Tuesday, May 02, 2006

Pope Benedict XVI on "The Cross"

via CERC:
"Today what people have in view is eliminating suffering from the world. For the individual, that means avoiding pain and suffering in whatever way. Yet we must also see that it is in this very way that the world becomes very hard and very cold. Pain is part of being human. Anyone who really wanted to get rid of suffering would have to get rid of love before anything else, because there can be no love without suffering, because it always demands an element of self-sacrifice, because, given temperamental differences and the drama of situations, it will always bring with it renunciation and pain.

When we know that the way of love — this exodus, this going out of oneself — is the true way by which man becomes human, then we also understand that suffering is the process through which we mature. Anyone who has inwardly accepted suffering becomes more mature and more understanding of others, becomes more human. Anyone who has consistently avoided suffering does not understand other people; he becomes hard and selfish.

Love itself is a passion, something we endure. In love I experience first a happiness, a general feeling of happiness. Yet, on the other hand, I am taken out of my comfortable tranquility and have to let myself be reshaped. If we say that suffering is the inner side of love, we then also understand by it is so important to learn how to suffer — and why, conversely, the avoidance of suffering renders someone unfit to cope with life. He would be left with an existential emptiness, which could then only be combined with bitterness, with rejection, and no longer with any inner acceptance or progress toward maturity."
A protestant minister and good friend once told me that he admired how Catholics address suffering. "We have difficulty with it," he said, "We try to get around it or somehow explain it away. You face it head on!"
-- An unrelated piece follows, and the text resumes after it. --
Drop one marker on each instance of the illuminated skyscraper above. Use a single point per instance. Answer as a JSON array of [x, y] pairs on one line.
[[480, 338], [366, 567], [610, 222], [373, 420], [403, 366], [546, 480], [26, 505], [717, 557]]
That doesn't make it easy. If the experience of pain were easy, there would be nothing heroic about doing so. If suffering were simple, then anyone could do it.
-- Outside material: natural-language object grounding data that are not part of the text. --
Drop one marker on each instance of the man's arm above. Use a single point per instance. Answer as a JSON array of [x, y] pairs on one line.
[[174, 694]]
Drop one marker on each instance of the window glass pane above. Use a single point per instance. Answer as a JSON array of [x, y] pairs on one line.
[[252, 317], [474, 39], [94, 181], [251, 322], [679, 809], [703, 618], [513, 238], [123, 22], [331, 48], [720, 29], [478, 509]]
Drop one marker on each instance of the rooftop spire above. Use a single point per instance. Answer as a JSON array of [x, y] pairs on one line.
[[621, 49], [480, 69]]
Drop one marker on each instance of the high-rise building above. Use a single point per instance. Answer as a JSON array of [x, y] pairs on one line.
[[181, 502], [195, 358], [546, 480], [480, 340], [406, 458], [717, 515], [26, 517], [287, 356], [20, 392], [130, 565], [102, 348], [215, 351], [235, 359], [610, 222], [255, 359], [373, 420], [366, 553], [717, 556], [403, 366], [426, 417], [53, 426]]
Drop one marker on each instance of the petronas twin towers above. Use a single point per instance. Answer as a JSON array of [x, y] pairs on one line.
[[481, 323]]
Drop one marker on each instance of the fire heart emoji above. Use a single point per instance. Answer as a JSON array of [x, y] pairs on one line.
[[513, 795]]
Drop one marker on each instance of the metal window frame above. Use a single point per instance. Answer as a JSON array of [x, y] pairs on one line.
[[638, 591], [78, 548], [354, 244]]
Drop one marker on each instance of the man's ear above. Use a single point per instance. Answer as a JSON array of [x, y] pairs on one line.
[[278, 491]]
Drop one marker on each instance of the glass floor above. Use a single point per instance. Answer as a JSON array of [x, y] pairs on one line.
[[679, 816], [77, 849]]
Our culture can't understand suffering. Our medical institutions treat away any health condition that inflicts it. Our psychiatric institutions treat away any psychiatric condition that threatens to inflict it. Our entertainment, commercial and non-profit institutions do their part to alleviate suffering.
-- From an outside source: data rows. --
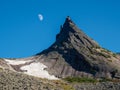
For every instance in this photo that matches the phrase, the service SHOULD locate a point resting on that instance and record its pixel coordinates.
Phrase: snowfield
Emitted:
(16, 62)
(36, 69)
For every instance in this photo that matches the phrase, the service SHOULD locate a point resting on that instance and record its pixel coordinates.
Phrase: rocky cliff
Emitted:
(76, 54)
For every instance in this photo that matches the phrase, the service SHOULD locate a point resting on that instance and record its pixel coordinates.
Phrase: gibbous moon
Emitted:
(40, 17)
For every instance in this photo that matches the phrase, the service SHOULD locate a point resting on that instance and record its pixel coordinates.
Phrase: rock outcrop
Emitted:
(76, 54)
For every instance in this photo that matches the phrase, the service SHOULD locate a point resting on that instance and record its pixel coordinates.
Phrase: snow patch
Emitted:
(38, 69)
(16, 62)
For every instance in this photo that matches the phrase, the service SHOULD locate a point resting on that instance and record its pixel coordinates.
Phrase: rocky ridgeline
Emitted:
(76, 54)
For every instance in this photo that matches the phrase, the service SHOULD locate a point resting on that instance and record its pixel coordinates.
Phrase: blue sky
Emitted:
(22, 34)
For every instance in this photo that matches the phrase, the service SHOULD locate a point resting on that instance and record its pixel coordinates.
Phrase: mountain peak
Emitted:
(76, 54)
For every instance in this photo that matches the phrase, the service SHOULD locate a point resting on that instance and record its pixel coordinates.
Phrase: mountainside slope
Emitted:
(73, 54)
(76, 54)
And there's nothing wrong with the alleviation of suffering. Especially others' suffering: that is what mercy does, after all.

However, there's definitely something wrong with the desire to avoid unavoidable suffering.

When we experience pain we can't escape from, we must come to accept it. We must live with it. What choice do we have? It's inevitable.

Yet how many sins have we committed in order to deny it? How many offenses have we unintentionally perpetrated in order to escape it? How many times have we hurt the ones closest to us in order to be rid of it?

Too many.

And the truth is we don't have to deny, escape or rid ourselves of unavoidable suffering. We can share it with our savior. We can experience our suffering through his passion. When we join our suffering with his through our prayer and honest experience of our lives as they are, we live our communion with him in a unique and gratuitous way. We may even mysteriously find that our suffering passes. Either that, or our perception of it has been transformed.

We do not live alone. We do not suffer alone. Christ has embraced all of our humanity except our sinfulness. Let us rejoice in his compassion and share our suffering in his! We won't regret it.